Details

    • Type: Improvement Improvement
    • Status: Closed
    • Priority: Major Major
    • Resolution: Fixed
    • Affects Version/s: 0.9.0
    • Fix Version/s: 0.9.0
    • Component/s: None
    • Labels:
      None

      Description

      This patch is a heavily restructured version of the patch in NUTCH-253, so much that I decided to create a separate issue. It changes the URL normalization from a selectable single class to a flexible and context-aware chain of normalization filters.

      Highlights:

      • rename all UrlNormalizer to URLNormalizer for consistency.
      • use a "chained filter" pattern for running several normalizers in sequence
      • the order in which normalizers are executed is defined by "urlnormalizer.order" property, which lists space-separated implementation classes.
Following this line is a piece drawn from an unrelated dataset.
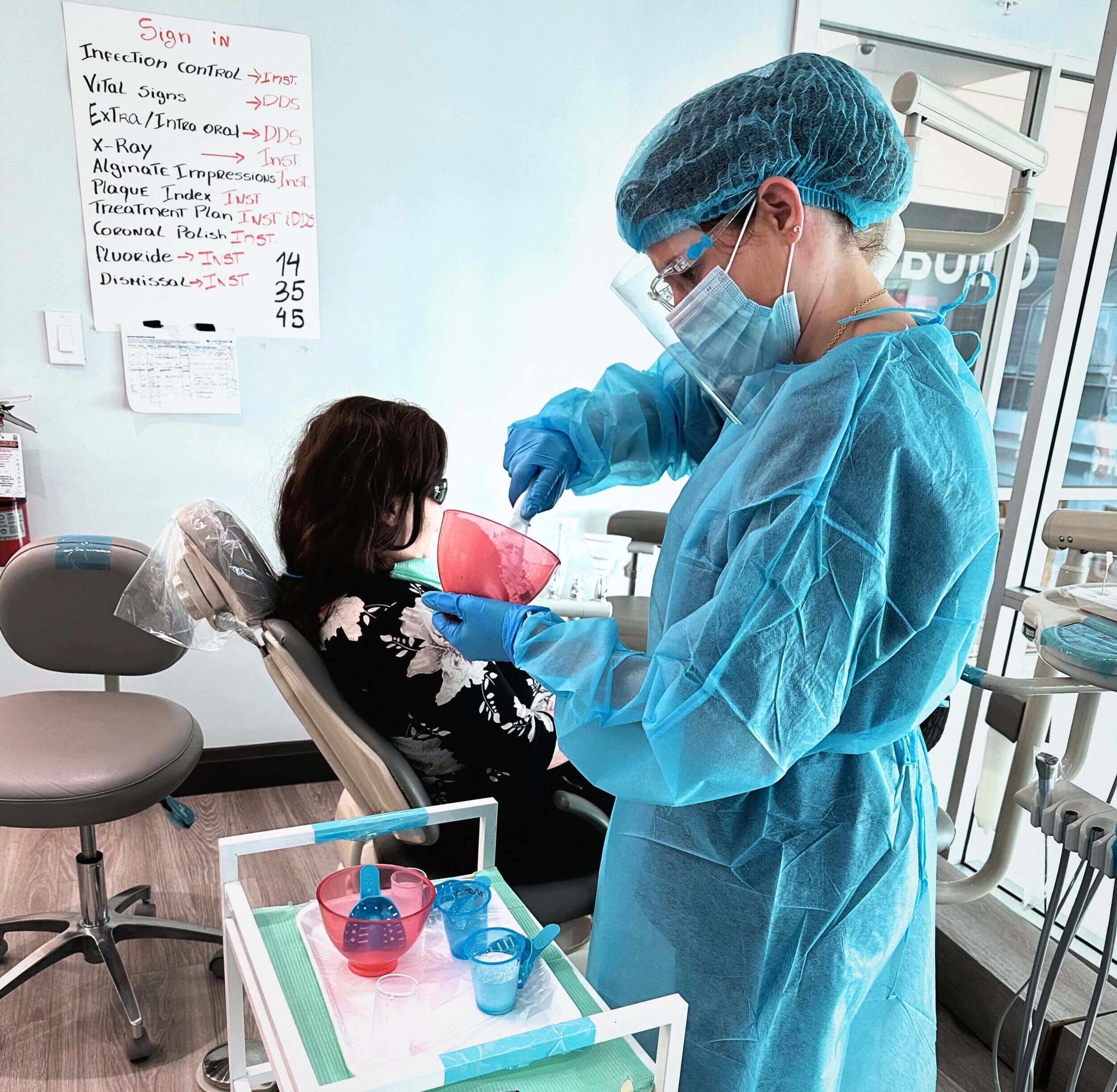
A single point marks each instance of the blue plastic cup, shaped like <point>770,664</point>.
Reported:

If there are more normalizers active than explicitly named on this list, they will be run in random order after the ones specified on the list are executed.
      • define a set of contexts (or scopes) in which normalizers may be called. Each scope can have its own list of normalizers (via "urlnormalizer.scope.<scope_name>" property) and its own order (via "urlnormalizer.order.<scope_name>" property). If any of these properties are missing, default settings are used.
      • each normalizer may further select among many configurations, depending on the context in which it is called, using a modified API:

      URLNormalizer.normalize(String url, String scope);

      • if a config for a given scope is not defined, then the default config will be used.
      • several standard contexts / scopes have been defined, and various applications have been modified to attempt using appropriate normalizer in their context.
      • all JUnit tests have been modified, and run successfully.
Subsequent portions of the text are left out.